Culture v. Kulture: "Big Daddy"'s Kids at the Petersen

Suzanne Williams, Scallops and Stripes Confined With an Oval of Flames, 1975

The Petersen Automotive Museum's "Auto-Didactic: The Juxtapoz School" surveys a group of artists in the circle of L.A. car customizers Ed "Big Daddy" Roth (1932-2001) and Von Dutch (1929-1992). Nearly all are associated with Juxtapoz magazine, founded in 1994, and have ambiguous reputations in the larger art world. This is the art that Robert Williams described as "low-brow" or "feral." It's got an enthusiastic audience, like Dale Chihuly or Thomas Kinkaide do, plus a ton of critics who consider it extremely bad.

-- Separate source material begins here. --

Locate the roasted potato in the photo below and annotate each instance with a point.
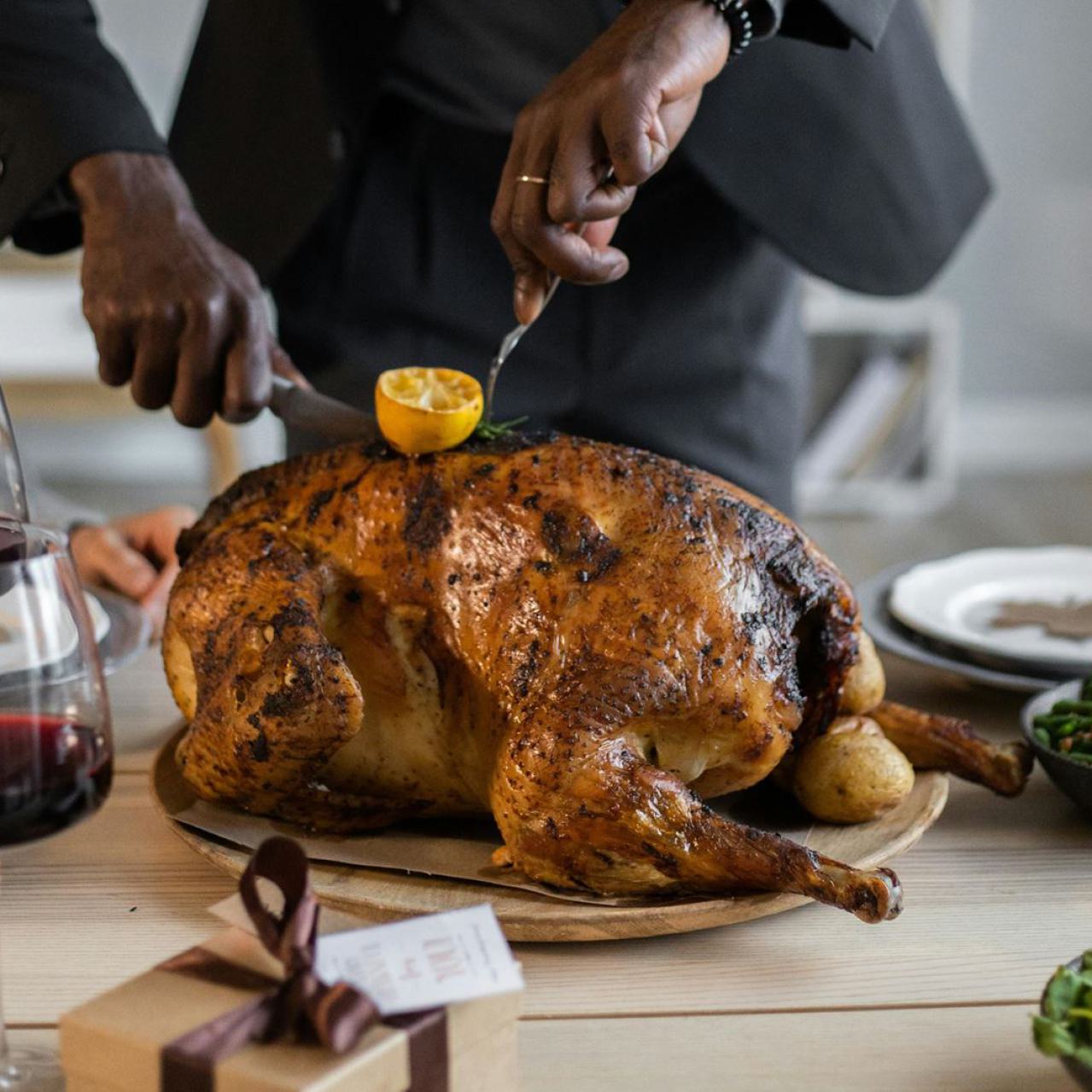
(865, 683)
(853, 774)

Small detail of Robert Williams' Rapacious Wheel, 2013
Unlike Chihuly or Kinkaide, this art is weird enough to be interesting, and sometimes good. There's now a long history of attempts to rehabilitate this sort of art by showing it in museums, and not necessarily car museums. Robert Williams, after all, was in MOCA's "Helter-Skelter "(1992), alongside Mike Kelley (another "low-brow" artist, in a way). The Laguna Art Museum surveyed Williams and Kustom Kulture in 1993 and 2008 shows. There is now a whole school of Williams, combining Old Master techniques with surreal sex and gore. But the best of this group may be Suzanne Williams (Robert's wife). Her abstractions draw on West Coast hard-edge and Judy Chicago as well as auto pinstriping. Someone really ought to give her a one-artist show.

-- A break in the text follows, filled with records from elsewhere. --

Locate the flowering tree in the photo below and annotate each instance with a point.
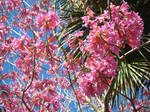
(49, 63)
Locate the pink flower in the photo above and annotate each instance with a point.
(47, 21)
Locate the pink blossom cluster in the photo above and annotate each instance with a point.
(109, 33)
(47, 21)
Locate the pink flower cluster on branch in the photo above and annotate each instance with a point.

Mr. Cartoon, This is a robbery. Don't make it a murder, 2013
"Auto-Didactic" casts a wide net, some 50 artists ranging from early Mad magazine cartoonist Basil Wolverton(!) to Rick Griffin, Robert Crumb, Ron English, and Shepard Fairey. Most are represented with a single work or two, automobile-related even when that's not necessarily typical of the artist. There's a car hood by Mr. Cartoon, and a 1959 Cadillac El Dorado customized by Kenny Scharf.

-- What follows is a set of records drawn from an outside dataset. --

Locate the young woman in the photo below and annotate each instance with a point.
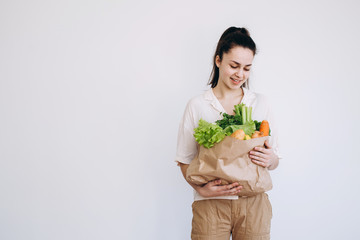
(218, 211)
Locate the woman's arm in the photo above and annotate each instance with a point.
(212, 188)
(264, 156)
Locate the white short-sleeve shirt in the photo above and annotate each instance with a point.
(208, 107)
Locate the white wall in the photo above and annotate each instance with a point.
(92, 92)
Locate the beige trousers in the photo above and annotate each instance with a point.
(248, 218)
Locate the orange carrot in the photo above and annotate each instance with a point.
(264, 127)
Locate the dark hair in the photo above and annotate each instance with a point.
(232, 37)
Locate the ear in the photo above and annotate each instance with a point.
(217, 60)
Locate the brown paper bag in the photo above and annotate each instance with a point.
(230, 162)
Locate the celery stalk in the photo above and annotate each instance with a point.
(250, 117)
(243, 111)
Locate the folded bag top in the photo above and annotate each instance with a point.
(229, 161)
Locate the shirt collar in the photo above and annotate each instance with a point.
(210, 96)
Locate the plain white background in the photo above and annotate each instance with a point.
(92, 92)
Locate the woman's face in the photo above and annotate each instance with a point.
(234, 68)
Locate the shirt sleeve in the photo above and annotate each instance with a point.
(186, 145)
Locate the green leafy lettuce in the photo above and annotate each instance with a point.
(241, 120)
(207, 134)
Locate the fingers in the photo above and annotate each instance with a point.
(261, 149)
(264, 163)
(267, 144)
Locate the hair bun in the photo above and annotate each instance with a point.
(244, 31)
(231, 30)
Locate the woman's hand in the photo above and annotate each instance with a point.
(214, 189)
(264, 156)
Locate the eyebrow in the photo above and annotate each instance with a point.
(240, 64)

Kenny Scharf, hood of New Improved Ultima Suprema Deluxa, 2012
Cockpit of Ed Newton and Ed "Big Daddy" Roth's Orbitron, 1964 concept car
Sandow Birk, The Surrender of OJ Simpson (large detail), 1994
Sandow Birk gets more critical respect than most of the artists here. The Surrender of OJ Simpson (1994) is an L.A. history painting centering on a white Ford Bronco.
Shag, Melrose, 2006
"Auto-Didactic" is occasion to reflect on the permeable boundaries of seriousness. I would be slightly mortified if a friend bought a Shag painting. But plenty of friends have framed animation cels, and that's great. Why the double standard? I suppose animation wears its low-brow credentials on its sleeve and doesn't pretend to be something it's not. Shag's paintings, being paintings, trigger invidious comparisons to more high-brow art. But actually artists such as Shag disclose their low-brow credentials upfront and proudly. (The winged eyeball is the Von Dutch logo, and the three-eyed gent in the orange truck is Von Dutch himself. The orange truck is in the show.)

What could be more dreadful than a "Big Daddy" Roth goof on Mondrian (except that I like the Rat Fink character, and it's cool how the flies buzz in de Stijl right angles…)
Ed "Big Daddy" Roth and Jean Jacques Bastarache, Composition with Rat Fink Green, Red, Blue, and Yellow, No. 2 (Tribute to Piet Mondrian), 1995
UPDATE: News to me, but not to many others, is that Von Dutch was a Nazi. See Christopher Knight's L.A. Times piece "Why is the Petersen Museum ignoring Von Dutch's racist past?" Von Dutch's racism was addressed in 2004 articles in the OC Weekly and Los Angeles Magazine.